FUCK THIS SOUND PITYFUL
On good days, I feel like this decade could be my redemption story and that life will work itself out, whole other days I feel like I’m entering. Void of unceirtinty. Feeling lost, without a plan, Unable to leave home. I am punishing myself with my own expectatives and the ones from people around, all for my constant need of approval.
I need chance, evolution, growth. And at the same time I feel like I’m not ready to let go of my past until I get my peace with it.
HELP...!!
Is almost 4AM, and I’m back again...!!
How do people cope with loneliness, self worthiness, lack of human comfort, etc...!!
Every time my mind goes off, I am constantly reminded that I can’t find someone sho likes me, that I don’t feel atractive to no one, that I don’t feel as a priority to almost no one, and that people basically takes me for grantes. I unconciously switch my way of being just to others, and probably that’s part of the problem, but again, I am constantly looking for approval and any sense of value.
I’ve been thinking about therapy for a while, someone who can unravel my fucked up mind. There must be something really fucked up about me that I screw myself up from living a normal life, from attract the right girls and the right people into my life, I just wanna experience that fulfillment for once....!!
June 16th 2020, and it’s 3:30 AM.
As if my life wasn’t numbed and detached enough, COVID has drastically reduced my already reduced interactions with the world.
The year that was supposed to be about squeezing the last drops from my 20’s years has become a literal battle for life in the rest of the world. The 30’s are getting closer by the date, and I kinda feel like the years I am supposed to enjoy the most and become myself are flying like leaves in the wind.
What’s even worse, my lack of fulfillness at the end of my twenties is giving a rather somber look to begin my 30s. Like another damn millenial, I’m heading straight to my adulthood not feeling like an adult yet. With a worthless love life that ain’t looking better with time.
(by withluke)
by Kyle Bonallo (Instagram)
What is wrong with me...!!
I feel numb..!!
I’ve been feeling numb for a while. Every day becomes easier and easier to just go with the motions, struggling to find excitement or genuine happiness about something. At first I thought it was just a symthom of maturity, that shit that made me axious and nervious doesn’t seem to matter that much anymore, but lately that feeling as been spreading further and further into my life.
It’s been a while since I’ve felt motivated or excited about my life. I’ve tried to focus on myself for self growth, but I guess the gratification for that effort haven’t quite arrived yet. I don’t know. Am I trying to convince myself of that whole “me first, me second” mindset, or is it just another way of looking for approval and appraisal. I guess everyone aims for those things, but I keep having a hard time to fill that gap in my life.

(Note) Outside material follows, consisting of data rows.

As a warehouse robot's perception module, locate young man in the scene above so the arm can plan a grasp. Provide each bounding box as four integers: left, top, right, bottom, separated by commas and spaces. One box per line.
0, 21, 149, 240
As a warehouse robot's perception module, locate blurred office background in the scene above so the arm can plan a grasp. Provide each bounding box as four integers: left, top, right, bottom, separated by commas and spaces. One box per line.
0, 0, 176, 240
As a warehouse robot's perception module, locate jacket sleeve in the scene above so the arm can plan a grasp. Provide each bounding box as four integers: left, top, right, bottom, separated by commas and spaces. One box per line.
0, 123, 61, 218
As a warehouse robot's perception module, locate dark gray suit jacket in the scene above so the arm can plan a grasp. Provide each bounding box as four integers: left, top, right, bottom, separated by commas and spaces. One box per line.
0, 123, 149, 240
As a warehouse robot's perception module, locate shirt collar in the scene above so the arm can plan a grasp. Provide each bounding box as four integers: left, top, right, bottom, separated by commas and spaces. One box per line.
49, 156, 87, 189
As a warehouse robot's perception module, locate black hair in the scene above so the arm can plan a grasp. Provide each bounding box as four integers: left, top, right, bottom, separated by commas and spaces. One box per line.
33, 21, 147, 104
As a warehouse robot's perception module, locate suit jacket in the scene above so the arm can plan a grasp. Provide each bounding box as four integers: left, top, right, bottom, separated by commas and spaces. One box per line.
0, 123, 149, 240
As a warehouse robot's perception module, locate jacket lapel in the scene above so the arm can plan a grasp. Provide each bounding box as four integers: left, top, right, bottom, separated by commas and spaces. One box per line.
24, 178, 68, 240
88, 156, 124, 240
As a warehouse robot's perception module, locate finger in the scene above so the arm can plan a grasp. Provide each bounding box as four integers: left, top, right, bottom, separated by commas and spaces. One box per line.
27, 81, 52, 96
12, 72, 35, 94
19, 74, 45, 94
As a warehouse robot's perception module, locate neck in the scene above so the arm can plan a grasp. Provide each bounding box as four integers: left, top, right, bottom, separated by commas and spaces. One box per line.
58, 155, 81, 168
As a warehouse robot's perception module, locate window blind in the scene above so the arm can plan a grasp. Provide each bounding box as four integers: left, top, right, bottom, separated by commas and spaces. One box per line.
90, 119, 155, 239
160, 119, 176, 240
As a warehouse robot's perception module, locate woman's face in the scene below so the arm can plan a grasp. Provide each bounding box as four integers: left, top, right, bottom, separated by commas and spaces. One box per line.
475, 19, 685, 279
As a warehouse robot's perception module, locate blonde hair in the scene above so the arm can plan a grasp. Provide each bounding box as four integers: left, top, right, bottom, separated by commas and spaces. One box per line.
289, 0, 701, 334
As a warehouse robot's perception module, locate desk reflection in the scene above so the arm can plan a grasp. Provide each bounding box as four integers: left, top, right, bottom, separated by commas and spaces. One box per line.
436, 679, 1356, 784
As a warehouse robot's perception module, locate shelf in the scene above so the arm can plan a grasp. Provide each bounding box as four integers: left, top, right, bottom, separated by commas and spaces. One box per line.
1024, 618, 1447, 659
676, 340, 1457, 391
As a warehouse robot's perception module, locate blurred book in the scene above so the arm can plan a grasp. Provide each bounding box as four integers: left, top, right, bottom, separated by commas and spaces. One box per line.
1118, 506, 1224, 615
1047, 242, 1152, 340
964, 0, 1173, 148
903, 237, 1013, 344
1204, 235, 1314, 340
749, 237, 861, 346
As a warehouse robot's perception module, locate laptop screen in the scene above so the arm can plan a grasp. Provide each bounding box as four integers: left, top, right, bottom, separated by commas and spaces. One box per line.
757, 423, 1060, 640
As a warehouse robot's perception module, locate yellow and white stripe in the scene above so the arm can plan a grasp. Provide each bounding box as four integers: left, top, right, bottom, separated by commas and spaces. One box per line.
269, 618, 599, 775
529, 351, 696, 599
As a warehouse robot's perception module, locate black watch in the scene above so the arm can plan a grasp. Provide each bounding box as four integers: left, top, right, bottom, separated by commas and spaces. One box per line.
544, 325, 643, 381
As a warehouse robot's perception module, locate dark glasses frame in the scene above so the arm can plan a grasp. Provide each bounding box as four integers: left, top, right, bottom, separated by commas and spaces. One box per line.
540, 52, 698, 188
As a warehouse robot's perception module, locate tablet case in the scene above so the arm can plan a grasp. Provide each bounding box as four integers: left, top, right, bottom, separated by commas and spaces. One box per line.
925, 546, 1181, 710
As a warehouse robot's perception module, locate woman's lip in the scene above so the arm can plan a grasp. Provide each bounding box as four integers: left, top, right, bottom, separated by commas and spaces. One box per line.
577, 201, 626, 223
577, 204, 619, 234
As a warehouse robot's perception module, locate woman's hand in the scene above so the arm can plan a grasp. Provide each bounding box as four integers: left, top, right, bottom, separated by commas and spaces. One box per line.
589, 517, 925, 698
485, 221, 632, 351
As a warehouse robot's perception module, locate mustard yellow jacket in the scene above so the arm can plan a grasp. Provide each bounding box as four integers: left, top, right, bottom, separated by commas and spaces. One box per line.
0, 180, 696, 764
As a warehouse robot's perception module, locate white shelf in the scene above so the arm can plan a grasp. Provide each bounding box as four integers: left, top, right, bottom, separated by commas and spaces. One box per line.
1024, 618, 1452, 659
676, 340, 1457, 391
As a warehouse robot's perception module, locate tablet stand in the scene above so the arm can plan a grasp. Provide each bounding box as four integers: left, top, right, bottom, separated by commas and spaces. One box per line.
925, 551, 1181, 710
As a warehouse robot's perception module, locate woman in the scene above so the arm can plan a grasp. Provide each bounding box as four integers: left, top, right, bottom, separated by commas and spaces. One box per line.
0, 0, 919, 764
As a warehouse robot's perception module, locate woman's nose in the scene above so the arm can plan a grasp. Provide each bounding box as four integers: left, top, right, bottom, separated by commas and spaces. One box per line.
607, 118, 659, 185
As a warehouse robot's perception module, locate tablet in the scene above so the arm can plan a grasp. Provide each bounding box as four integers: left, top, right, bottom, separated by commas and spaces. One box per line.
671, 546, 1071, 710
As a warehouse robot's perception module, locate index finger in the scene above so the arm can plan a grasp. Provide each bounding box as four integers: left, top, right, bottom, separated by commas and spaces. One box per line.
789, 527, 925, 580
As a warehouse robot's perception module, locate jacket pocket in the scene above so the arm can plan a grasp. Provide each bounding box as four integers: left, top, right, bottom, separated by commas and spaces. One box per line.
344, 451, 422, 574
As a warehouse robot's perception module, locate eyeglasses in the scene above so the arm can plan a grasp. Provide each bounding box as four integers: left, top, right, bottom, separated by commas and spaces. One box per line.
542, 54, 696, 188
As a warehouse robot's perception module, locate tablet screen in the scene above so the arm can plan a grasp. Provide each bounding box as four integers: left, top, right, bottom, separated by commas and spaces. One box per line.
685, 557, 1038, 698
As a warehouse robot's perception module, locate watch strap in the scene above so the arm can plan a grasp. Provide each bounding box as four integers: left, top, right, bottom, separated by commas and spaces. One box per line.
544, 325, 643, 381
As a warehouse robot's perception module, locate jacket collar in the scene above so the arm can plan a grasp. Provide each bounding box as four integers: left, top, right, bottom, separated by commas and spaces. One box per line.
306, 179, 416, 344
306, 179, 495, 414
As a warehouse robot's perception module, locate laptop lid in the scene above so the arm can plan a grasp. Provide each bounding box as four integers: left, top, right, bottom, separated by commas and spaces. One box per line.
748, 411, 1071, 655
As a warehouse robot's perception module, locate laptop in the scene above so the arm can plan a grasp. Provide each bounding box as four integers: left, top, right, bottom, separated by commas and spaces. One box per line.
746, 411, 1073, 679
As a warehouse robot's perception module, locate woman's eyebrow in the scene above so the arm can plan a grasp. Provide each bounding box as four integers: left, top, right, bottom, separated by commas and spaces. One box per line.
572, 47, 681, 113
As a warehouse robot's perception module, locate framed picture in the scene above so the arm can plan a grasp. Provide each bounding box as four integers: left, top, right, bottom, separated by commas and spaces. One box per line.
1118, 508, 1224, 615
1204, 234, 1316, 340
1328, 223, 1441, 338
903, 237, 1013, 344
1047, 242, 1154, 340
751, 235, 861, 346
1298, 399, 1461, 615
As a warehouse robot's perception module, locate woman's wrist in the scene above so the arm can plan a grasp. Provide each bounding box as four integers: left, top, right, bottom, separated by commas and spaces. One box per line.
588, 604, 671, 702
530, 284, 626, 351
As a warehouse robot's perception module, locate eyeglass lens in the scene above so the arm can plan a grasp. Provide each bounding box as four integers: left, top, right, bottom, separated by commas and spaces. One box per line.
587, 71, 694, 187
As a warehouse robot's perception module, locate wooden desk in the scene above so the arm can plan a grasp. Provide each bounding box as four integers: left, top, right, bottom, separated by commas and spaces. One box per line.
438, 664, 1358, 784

Like most of my entries here, it always cirles back into my (so called) love life. I used to beat myself up for being unable to live up to my manhood expectations of conquests and image, but now that has turned into an unsettlng realization that I just can’t find a connection with almost nobody. I keep trying to find this perfect scenario of girl and relationship into every girl I meet, but IDK if it’s just tough out there, that there is no such thing of a perfect soulmate, or that I’m so clueless and hopeless that I keep sabotaging myself from atracting the right things in my life.
Maybe I’m going after the wrong ones, maybe I’m approachig for the wrong reasons. Maybe I haven’t even started going for the right ones, Or maybe I have not figured out the right one(s) from the rest. Has my expectations blinded me, am I shooting for the stars an the unreachable, it the unreachable healthy, is settling like giving up.